Queste persone, per ordine e grado, sono i responsabili”, poiché appunto occupano posizioni di responsabilità pubblica e privata, contabile e amministrativa delle professioni sanitarie e devono garantire il diritto alla salute delle persone! Questi signori, ancor prima di essere tecnici-contabili, sono responsabili soprattutto della salute pubblica! La sicurezza e la qualità dei servizi del Don Uva non devono mancare!

Con questa lunga, ma necessaria premessa, ritengo che si debba levare il grido di allerta e di lotta nella partecipazione per la difesa dell’Opera Don Uva, della salute dei nostri pazienti “utenti” e di tutti gli operatori sanitari che ad essi rivolgono le preziose cure, affinché non vi siano sul nostro territorio pesanti ricadute lavorative, economiche, sociali.
Chiedo pertanto a tutte le Associazioni di categoria presenti sul territorio provinciale e nazionale, di impegnarsi ai vari livelli e di unirsi all’azione di lotta condotta da tutti i Sindacati, nei confronti degli uffici competenti del Governo, della Regione, della Provincia e dei Comuni, per la difesa dei diritti dei cittadini, delle persone attualmente in cura presso i nostri Istituti, presso le nostre Strutture Ospedaliere e Centri di Riabilitazione, per la tutela dei disabili (temporanei e permanenti) e dei lavoratori che qui, nel Don Uva, trovano rispettivamente una speranza di cura e la capacità di esprimere il proprio servizio professionale.

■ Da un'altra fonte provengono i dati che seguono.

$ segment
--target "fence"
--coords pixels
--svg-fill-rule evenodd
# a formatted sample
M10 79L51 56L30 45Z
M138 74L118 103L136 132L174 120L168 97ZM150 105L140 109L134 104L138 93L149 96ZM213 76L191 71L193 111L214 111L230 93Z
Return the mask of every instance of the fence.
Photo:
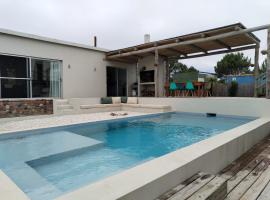
M213 84L213 96L227 97L229 96L230 84L214 83ZM238 85L237 97L253 97L254 96L254 84L241 84Z

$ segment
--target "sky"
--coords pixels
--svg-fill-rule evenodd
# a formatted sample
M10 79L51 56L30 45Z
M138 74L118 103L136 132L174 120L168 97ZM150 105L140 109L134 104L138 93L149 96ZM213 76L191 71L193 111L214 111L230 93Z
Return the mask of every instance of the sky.
M270 0L0 0L0 28L114 50L242 22L270 23ZM255 33L266 49L266 31ZM254 58L254 50L244 52ZM213 72L222 55L184 60ZM260 55L260 63L264 60ZM253 62L253 61L252 61Z

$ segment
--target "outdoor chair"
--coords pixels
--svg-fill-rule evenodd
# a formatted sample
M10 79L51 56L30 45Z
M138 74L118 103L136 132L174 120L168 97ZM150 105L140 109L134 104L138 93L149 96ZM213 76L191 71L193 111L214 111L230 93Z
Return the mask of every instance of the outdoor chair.
M185 96L186 85L185 83L177 83L177 96Z
M170 83L169 82L165 83L164 89L165 89L165 96L166 97L170 96Z
M210 83L210 82L205 83L204 84L204 93L205 93L206 97L212 96L211 90L212 90L212 83Z
M191 81L186 82L186 91L187 91L186 96L189 95L194 96L194 85Z
M177 86L175 82L171 82L170 83L170 95L171 96L176 96L176 90L177 90Z

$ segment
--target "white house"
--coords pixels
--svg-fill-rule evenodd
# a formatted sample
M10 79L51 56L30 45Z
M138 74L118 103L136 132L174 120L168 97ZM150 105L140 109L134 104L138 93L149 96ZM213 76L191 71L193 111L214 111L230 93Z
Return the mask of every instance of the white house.
M164 96L169 59L258 55L252 31L237 23L155 42L146 35L144 44L109 51L0 29L0 98Z

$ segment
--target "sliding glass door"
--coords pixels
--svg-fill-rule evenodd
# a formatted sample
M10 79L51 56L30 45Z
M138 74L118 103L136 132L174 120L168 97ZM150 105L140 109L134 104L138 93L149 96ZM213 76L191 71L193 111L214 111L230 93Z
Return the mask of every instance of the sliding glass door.
M107 96L127 96L127 70L107 67Z
M0 55L0 97L27 98L29 91L28 59Z
M59 61L31 59L33 97L60 97L61 70Z
M0 55L0 98L61 97L61 62Z

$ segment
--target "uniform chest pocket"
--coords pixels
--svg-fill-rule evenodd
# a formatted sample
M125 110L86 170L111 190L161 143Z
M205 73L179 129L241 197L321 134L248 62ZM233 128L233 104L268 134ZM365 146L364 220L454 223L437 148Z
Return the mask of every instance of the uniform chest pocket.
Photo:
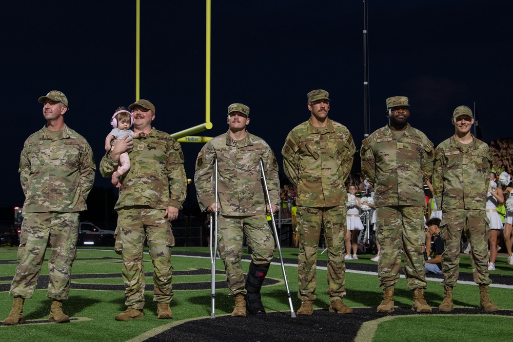
M60 164L70 170L74 170L80 161L80 145L76 142L65 142L60 151Z
M317 160L320 156L319 153L319 144L315 138L306 138L299 140L300 150L302 154L305 156L313 157Z
M459 151L446 152L444 154L444 158L445 159L445 164L448 169L459 167L459 166L462 163L462 158ZM465 161L466 163L467 162L468 160Z

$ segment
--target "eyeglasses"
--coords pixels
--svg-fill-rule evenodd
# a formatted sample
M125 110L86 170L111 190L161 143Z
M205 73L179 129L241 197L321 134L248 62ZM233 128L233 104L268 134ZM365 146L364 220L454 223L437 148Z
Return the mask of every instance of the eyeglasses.
M228 116L231 117L232 116L235 116L235 115L237 115L239 117L243 117L245 119L247 119L248 118L248 116L245 114L242 114L242 113L239 113L239 112L233 112L233 113L230 113Z
M327 99L320 99L320 100L317 100L317 101L312 101L310 103L310 104L312 106L313 106L314 105L318 105L320 103L323 103L325 105L329 105L329 101L328 101Z

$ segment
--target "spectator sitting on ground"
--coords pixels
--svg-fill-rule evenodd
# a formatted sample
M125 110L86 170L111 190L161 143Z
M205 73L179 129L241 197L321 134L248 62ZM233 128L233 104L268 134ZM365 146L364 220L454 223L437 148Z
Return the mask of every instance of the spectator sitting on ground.
M427 226L427 232L430 235L435 236L435 242L432 246L426 247L427 251L427 256L431 254L434 257L426 260L426 273L433 274L442 274L442 254L444 252L444 242L440 237L440 228L439 227L441 220L437 217L430 218L426 223Z

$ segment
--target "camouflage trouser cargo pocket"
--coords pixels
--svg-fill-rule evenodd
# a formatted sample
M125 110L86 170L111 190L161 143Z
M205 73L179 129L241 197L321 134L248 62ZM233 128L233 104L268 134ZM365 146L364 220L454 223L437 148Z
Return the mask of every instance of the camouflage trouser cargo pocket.
M168 225L167 231L167 239L166 242L166 245L168 247L174 247L174 235L173 235L173 230L171 227L171 224Z
M114 235L116 239L116 242L114 244L114 251L119 254L121 254L121 252L123 252L123 244L121 242L121 229L120 229L119 227L116 227L116 231L114 233Z

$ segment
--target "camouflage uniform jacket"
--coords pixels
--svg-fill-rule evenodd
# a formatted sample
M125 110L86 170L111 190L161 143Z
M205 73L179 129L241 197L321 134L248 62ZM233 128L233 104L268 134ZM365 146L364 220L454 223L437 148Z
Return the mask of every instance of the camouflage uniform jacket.
M308 120L290 131L282 154L285 174L298 189L296 204L324 208L345 203L355 150L347 128L329 119L320 129Z
M129 155L130 170L120 188L115 209L130 206L182 209L187 178L180 143L153 128L145 137L134 139ZM100 164L102 175L110 177L117 166L117 160L108 152Z
M464 152L453 135L438 145L436 155L432 184L439 208L484 210L492 167L488 145L472 136Z
M87 209L96 165L85 138L64 125L53 140L46 126L29 136L19 160L26 212L76 212Z
M433 144L407 125L399 137L387 125L362 142L362 173L374 188L377 207L426 205L423 187L433 172Z
M265 198L260 179L261 157L271 203L279 205L278 164L271 148L261 138L249 133L238 144L228 131L207 143L198 154L194 185L202 210L214 202L211 176L216 157L222 215L253 216L265 213Z

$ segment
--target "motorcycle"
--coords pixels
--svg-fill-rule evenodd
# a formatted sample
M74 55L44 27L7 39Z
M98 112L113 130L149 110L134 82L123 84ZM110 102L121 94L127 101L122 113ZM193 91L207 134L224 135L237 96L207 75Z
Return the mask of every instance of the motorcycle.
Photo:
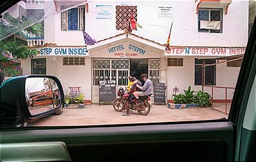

Espressamente noi lavoratori della Casa della Divina Provvidenza chiediamo di conoscere le cause che hanno determinato ancora una volta lo stato di crisi aziendale e allo stesso tempo di conoscere le responsabilità – diverse nella qualità, nelle competenze e funzioni – degli Enti (Regione, Ospedale ecc.), quali erogatori dei servizi socio-sanitari in questione.
Le responsabilità questa volta non devono e non possono in alcun modo essere riconducibili alle nostre competenze, tanto più non devono coinvolgere i livelli occupazionali della Casa della Divina Provvidenza: non siamo “rami secchi” da tagliare, non siamo noi le “spese superflue” o gli sprechi eccessivamente inutili! Noi siamo utili al sistema Paese nella coerenza della legge di riforma sul Federalismo Sanitario, nell’efficienza di erogatori di quei “servizi mancati” nell’ambito del Piano della Salute regionale e territoriale.